"They understood the Internet as a set of values"
From a book talk with Google's Eric Schmidt and Jared Cohen, May 2, 2013 https://youtu.be/z3Ynp2gjfQY
Walter Isaacson: But does technology eventually make democracy inevitable?
Jared Cohen: One of the observations that we actually came away with was from Myanmar. We’re in Myanmar about a little over a month ago. Less than one percent of the population has access to the Internet. Up until eighteen months ago it was one of the worst dictatorships in the entire world.
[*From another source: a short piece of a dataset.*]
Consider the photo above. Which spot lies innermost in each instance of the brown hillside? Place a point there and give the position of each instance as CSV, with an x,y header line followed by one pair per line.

Now it’s in some kind of transition, still very much speculative, about whether it’s a democratic transition.
What was interesting about Myanmar and perhaps something that shocked even us is even though less than one percent of the population has access to the Internet, everybody had heard of it.
And they understood the Internet as a set of values, as a concept, as an idea, even before they had experienced it as a user, or as a tool.
And their understanding of the internet was not based on a Chinese interpretation of the Internet, it was not based on an autocrat’s version of the internet, they understood it in terms of it its western values of the free flow of information and civil liberties.
And what that means to us is you have 57 percent of the world’s population living under some kind of an autocracy. What happens when their regimes try to create an autocratic internet that doesn’t correspond with their democratic understanding of what it should be? What does that clash look like?
We don't know the answer to that yet.